Dysbiosis of the gut microbiome has been associated with the development of colorectal cancer (CRC). Gut microbiota is involved in the metabolic transformations of dietary components into oncometabolites and tumor-suppressive metabolites that in turn affect CRC development. In a healthy colon, the major of microbial metabolism is saccharolytic fermentation pathways. The alpha-bug hypothesis suggested that oncogenic bacteria such as enterotoxigenic Bacteroides fragilis (ETBF) induce the development of CRC through direct interactions with colonic epithelial cells and alterations of microbiota composition at the colorectal site. Escherichia coli, E. faecalis, F. nucleatum, and Streptococcus gallolyticus showed higher abundance whereas Bifidobacterium, Clostridium, Faecalibacterium, and Roseburia showed reduced abundance in CRC patients. The alterations of gut microbiota may be used as potential therapeutic approaches to prevent or treat CRC. Probiotics such as Lactobacillus and Bifidobacterium inhibit the growth of CRC through inhibiting inflammation and angiogenesis and enhancing the function of the intestinal barrier through the secretion of short-chain fatty acids (SCFAs). Crosstalk between lifestyle, host genetics, and gut microbiota is well documented in the prevention and treatment of CRC. Future studies are required to understand the interaction between gut microbiota and host to the influence and prevention of CRC. However, a better understanding of bacterial dysbiosis in the heterogeneity of CRC tumors should also be considered. Metatranscriptomic and metaproteomic studies are considered a powerful omic tool to understand the anti-cancer properties of certain bacterial strains. The clinical benefits of probiotics in the CRC context remain to be determined. Metagenomic approaches along with metabolomics and immunology will open a new avenue for the treatment of CRC shortly. Dietary interventions may be suitable to modulate the growth of beneficial microbiota in the gut.
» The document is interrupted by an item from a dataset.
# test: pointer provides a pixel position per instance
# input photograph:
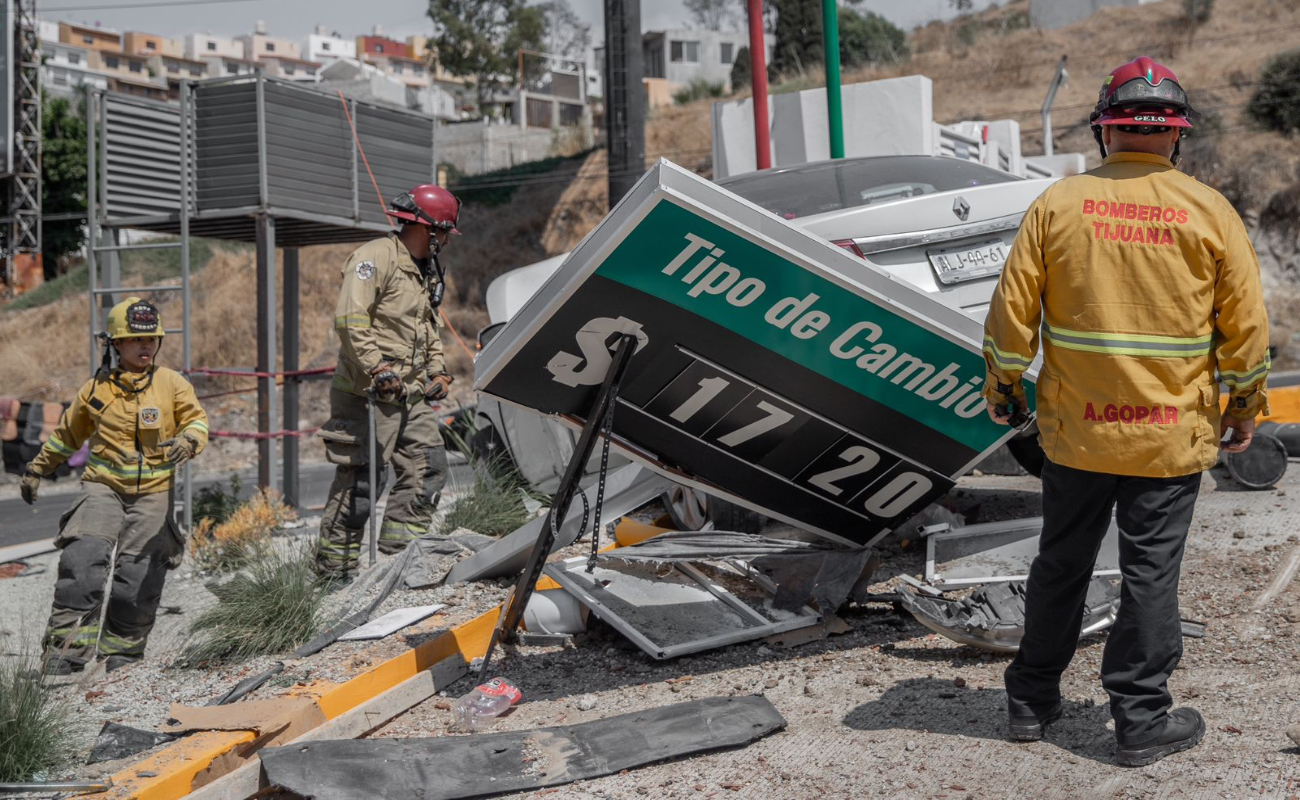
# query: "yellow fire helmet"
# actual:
(134, 318)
肠道微生物群的失调与结直肠癌 (CRC) 的发展有关。肠道微生物群参与将膳食成分代谢转化为癌代谢物和肿瘤抑制代谢物，进而影响 CRC 的发展。在健康的结肠中，微生物代谢的主要途径是糖分解发酵途径。α-bug 假说表明，致癌细菌，如产肠毒素脆弱类杆菌(ETBF)，通过与结肠上皮细胞的直接相互作用和结肠直肠部位微生物群组成的改变，诱导 CRC 的发展。大肠杆菌，ē。粪肠球菌，F。成核，和在 CRC 患者中，链球菌 gallolyticus显示出更高的丰度，而双歧杆菌、梭状芽孢杆菌、粪杆菌和Roseburia显示出丰度降低。肠道微生物群的改变可用作预防或治疗 CRC 的潜在治疗方法。益生菌，如乳酸杆菌和双歧杆菌通过抑制炎症和血管生成以及通过分泌短链脂肪酸 (SCFA) 增强肠道屏障的功能来抑制 CRC 的生长。生活方式、宿主遗传学和肠道微生物群之间的串扰在 CRC 的预防和治疗中得到了充分证明。未来的研究需要了解肠道微生物群与宿主之间的相互作用对 CRC 的影响和预防。然而，还应考虑更好地了解 CRC 肿瘤异质性中的细菌失调。元转录组学和元蛋白质组学研究被认为是了解某些细菌菌株抗癌特性的强大组学工具。益生菌在 CRC 中的临床益处仍有待确定。宏基因组学方法以及代谢组学和免疫学将很快为 CRC 的治疗开辟一条新途径。饮食干预可能适合调节肠道有益微生物群的生长。